The satisfying moments come from finding that perfect chokepoint setup. There's a level called The Bridge where zombies funnel through a narrow corridor, and if you stack upgraded flamethrowers there, they just melt before reaching your base. That feels great. But the game also punishes complacency--later levels have multiple entry points, so you can't just turtle in one spot. You have to scout the map and adapt.
One weird thing: the game doesn't explain how tower synergy works. Some towers boost the damage of nearby ones, but you figure that out by trial and error. The upgrade tree is simple--three tiers per tower type--but each tier has trade-offs. For example, upgrading a sniper tower increases its range but slows its fire rate, so it's good for picking off stragglers but useless against swarms. You'll learn to mix and match.

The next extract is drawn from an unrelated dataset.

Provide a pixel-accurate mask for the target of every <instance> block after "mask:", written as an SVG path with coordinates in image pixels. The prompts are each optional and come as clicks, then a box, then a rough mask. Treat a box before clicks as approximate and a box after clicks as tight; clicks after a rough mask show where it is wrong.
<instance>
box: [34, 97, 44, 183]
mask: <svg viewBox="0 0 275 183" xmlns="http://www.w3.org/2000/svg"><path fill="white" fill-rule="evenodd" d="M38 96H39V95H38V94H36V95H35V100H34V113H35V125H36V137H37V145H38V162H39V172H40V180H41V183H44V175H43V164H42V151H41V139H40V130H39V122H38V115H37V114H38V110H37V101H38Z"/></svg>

There's no story to speak of--just waves of zombies and a score at the end. The loop is repetitive but in a way that makes you want to optimize every run. You'll restart levels multiple times to get that perfect build, and the speed control makes retries less painful. The game doesn't hold your hand, which is fine because figuring out the 'aha' moment on your own is part of the fun.
Tips & Tricks
Early on, I wasted resources trying to upgrade everything at once. Focus on one weapon type first -- shotguns shred crowds, but rifles handle the big guys better. For some reason, the game doesn't tell you that holding your mouse button down fires continuously with certain upgrades, which saves your clicking finger. The speed control slider is a lifesaver when you're learning enemy patterns; slow it down until you get the rhythm of wave spawns. I lost a base once because I ignored the "?" icons -- turns out each action icon has a cooldown timer that's hidden unless you click it, so check those before panicking. Ammo crates respawn in the same spots every few waves, but only if you don't hoard too much -- the game punishes stockpiling by reducing their frequency. Music off makes the zombie groans less distracting, but keep sound effects on; you hear the unique growl before a special zombie type appears. Don't forget to pause between waves to rearrange your defenses; the game doesn't pause automatically, and one wrong click during a break can restart the next wave early. That mistake cost me a run on level 4.